Throughout our lives, there are many occasions in which we find ourselves asking: do the ends justify the means? That question is posed throughout the duration of the anime and manga Death Note, and that question is allowed to become more specific throughout the themes of the show. The questions posed by Death Note is this: should we be allowed to decide the fate of others as judge, jury, and executioner just because we find their crimes heinous? Furthermore, when we lose interest in these ideals of morality, should we be given the freedom to rewrite them all together to sculpt what we believe to be a better world?
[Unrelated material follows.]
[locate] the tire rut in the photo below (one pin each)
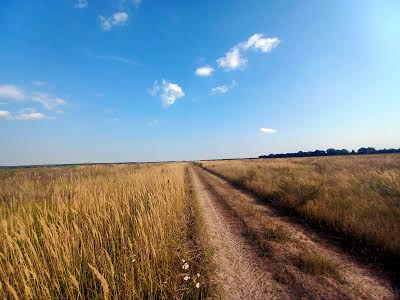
(244, 274)
(240, 272)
For Light Yagami, all of these questions are a resounding "yes," and because of that, he feels no guilt for what he wants to do. After all, Death Note is a mystery/action thriller anime and manga about a young man who is given the power to kill others by way of a Shinigami’s death notebook and decides to kill criminals through his own single-minded brand of justice.
But what motivates him to do it? A true sense of decency and justice? Or is it fair to accept the truth—that he was bored with the way things were.
As a whole, Light was born with exponentially more luck than anyone else. Both of his parents are alive and well. He has a cheerful, healthy sister, and he’s a high honor student, one of the smartest in the Kanto region of Japan, in fact. Beyond that, he is the comfortable son of a police chief, which gave him a strong moral stance. But because of all of this, to Light, his life is just the same as everyone else’s, leaving it feeling mundane and leaving Light feeling as if he ultimately has little worth in the world. Light is someone who wants to matter to others, for his very presence to affect the world in a meaningful way that gives him a sense of peace and purpose. That need for purpose intersects with his need for justice; he doesn’t want the world around him filled with vicious and terrible things around every corner, destroying millions of innocent lives, all while he just exists unaffected from the sidelines.
Light simply needs to be a savior in order to prove all of the respect and honor were given to him wasn’t misguided—that he is important, one of a kind. Truly, that he could be the only one who could actually change the world. That’s why when he finally finds the means to make such a change thanks to Ryuk the Death God, he takes the opportunity and runs. This opportunity comes in the form of Ryuk attempting to embrace his own sense of boredom with the way things work on Earth and dropping the most powerful murder weapon on Earth—the Death Note—just for fun, and right into Light's path.
Its power is unleashed upon the evil of the world through the hands of light, and Kira, a Japanese term for killer and Light's alias, gets a following. Here is where Light’s talents for misdirection and lies are put into play, and thanks to his police connections, he has a wider database on who to kill that makes him absolutely deadly.
Because of all the freedom, he’s given, his longing for change becomes a lust for power. Sure enough, his hidden darknesses surface, and his methods become more brutal and manipulative. But, in spite of this, his reputation continues to grow, and no matter what happens to his life, family, or soul in the process, it no longer matters to him, because all that has happened and may continue to happen at his hands will always be... "just as planned."